In 1973, Egypt and Syria led a coalition of Arab states in an invasion of Israeli territory to gain back the Sinai and Golan Heights. When the U.S. waded into the conflict by supplying arms to the Israeli forces, the Arab coalition retaliated by imposing an embargo on oil exports. The embargo included the U.S. and any other countries that supported Israel [source: U.S. Dept. of State].
At the time, the U.S. was highly dependent on foreign oil — abruptly shutting the taps was an enormous shock to the system. The resulting fuel shortages caused oil prices to increase by 37 percent [source: Resnick]. Soon cars were bumper to bumper in lines to gas up.

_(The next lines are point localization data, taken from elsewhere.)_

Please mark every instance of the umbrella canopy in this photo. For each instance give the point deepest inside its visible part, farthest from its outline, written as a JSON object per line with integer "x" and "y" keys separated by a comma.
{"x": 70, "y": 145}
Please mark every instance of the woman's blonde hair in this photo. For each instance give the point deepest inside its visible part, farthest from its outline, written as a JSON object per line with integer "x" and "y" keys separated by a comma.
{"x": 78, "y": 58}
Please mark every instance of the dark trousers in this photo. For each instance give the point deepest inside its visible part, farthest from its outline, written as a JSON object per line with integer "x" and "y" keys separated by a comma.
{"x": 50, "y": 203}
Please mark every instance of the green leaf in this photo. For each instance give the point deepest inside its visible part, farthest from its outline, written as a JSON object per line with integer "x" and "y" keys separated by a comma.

When demand outstrips supply you get inflation, and that's exactly what happened. What also happened, to everybody's consternation, was a rise in unemployment.
This was weird because unemployment and inflation were once deemed mutually exclusive. The phenomenon earned the name "stagflation," and it turned out to be a very thorny problem to solve. Any effort to reduce inflation would likely exacerbate unemployment.
It took years for the economy to emerge from the mess, and while it did, American society wrestled with a concept it hadn't been forced to confront since the Great Depression — widespread financial distress.
Misery was everywhere. And inflation and unemployment were the sources of collective anxiety when Arthur Okun was tinkering with a new method for measuring the state of an economy. Given the context, it's hardly surprising then that the Misery Index is calculated very simply by adding the yearly rate of inflation to the unemployment rate [source: InflationData].